In [44]:
import wikipedia
import re
import nltk
from collections import Counter
from nltk.util import bigrams, trigrams
from nltk.tokenize import word_tokenize
import math

In [49]:
# Fetching the Wikipedia page for "Kpop"
page = wikipedia.page("Kpop")
text = page.content[:1000]  # Limit to 1000 characters

# Preprocess text: Remove punctuation and convert to lowercase
text = re.sub(r'[^\w\s]', '', text).lower()

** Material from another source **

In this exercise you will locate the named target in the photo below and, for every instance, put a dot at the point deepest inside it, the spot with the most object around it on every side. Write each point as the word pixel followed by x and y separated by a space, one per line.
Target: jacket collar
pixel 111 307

# Tokenize text into individual words
tokens = word_tokenize(text)

# Print the cleaned and tokenized text
print(" ".join(tokens))

kpop korean 케이팝 rr keipap short for korean popular music is a form of popular music originating in south korea it includes styles and genres from around the world such as pop hip hop rb rock jazz gospel reggae electronic dance folk country disco and classical on top of its traditional korean music roots the term kpop became popular in the 2000s especially in the international context the korean term for domestic pop music is gayo 가요 歌謠 which is still widely used within south korea while kpop can refer to all popular music or pop music from south korea the term is often used when referring to artists associated with the entertainment and idol industry in the country regardless of the genre of music output modern kpop idol culture began in the 1990s as kpop idol music grew into a subculture of south korean culture and amassed enormous fandoms of teenagers and young adults the more modern form of the genre originally termed rap dance emer


In [50]:
#  Compute bigram probabilities using Laplace smoothing

def bigram_probabilities(tokens, alpha=1):
    unigram_counts = Counter(tokens)  
    bigram_counts = Counter(bigrams(tokens))  
    vocab_size = len(unigram_counts) 
    
    alpha_v = alpha * vocab_size  # Smoothing factor
    
    return {
        bigram: (count + alpha) / (unigram_counts[bigram[0]] + alpha_v)
        for bigram, count in bigram_counts.items()
    }

In [51]:
#  Compute trigram probabilities using Laplace smoothing

def trigram_probabilities(tokens, alpha=1):
    bigram_counts = Counter(bigrams(tokens)) 
    trigram_counts = Counter(trigrams(tokens))  
    vocab_size = len(set(tokens))  
    
    alpha_v = alpha * vocab_size  # Smoothing factor
    
    return {
        trigram: (count + alpha) / (bigram_counts[(trigram[0], trigram[1])] + alpha_v)
        for trigram, count in trigram_counts.items()
        if (trigram[0], trigram[1]) in bigram_counts
    }

In [52]:
def perplexity(model_probs, tokens, n):
    ngram_list = list(bigrams(tokens)) if n == 2 else list(trigrams(tokens))
    log_prob_sum = 0
    for ngram in ngram_list:
        prob = model_probs.get(ngram, 1e-10)  # Avoid zero probability issue
        log_prob_sum += math.log(prob)
    
    return math.exp(-log_prob_sum / max(1, len(ngram_list)))

In [53]:
test_sentence = "Kpop is enjoyed worldwide."

test_tokens = word_tokenize(test_sentence.lower())

In [54]:
bigram_probs = bigram_probabilities(tokens)
trigram_probs = trigram_probabilities(tokens)

bigram_perplexity = perplexity(bigram_probs, tokens, 2)
trigram_perplexity = perplexity(trigram_probs, tokens, 3)

In [55]:
print("Bigram Perplexity:", bigram_perplexity)
print("Trigram Perplexity:", trigram_perplexity)

Bigram Perplexity: 46.70556278222009
Trigram Perplexity: 49.37092567933589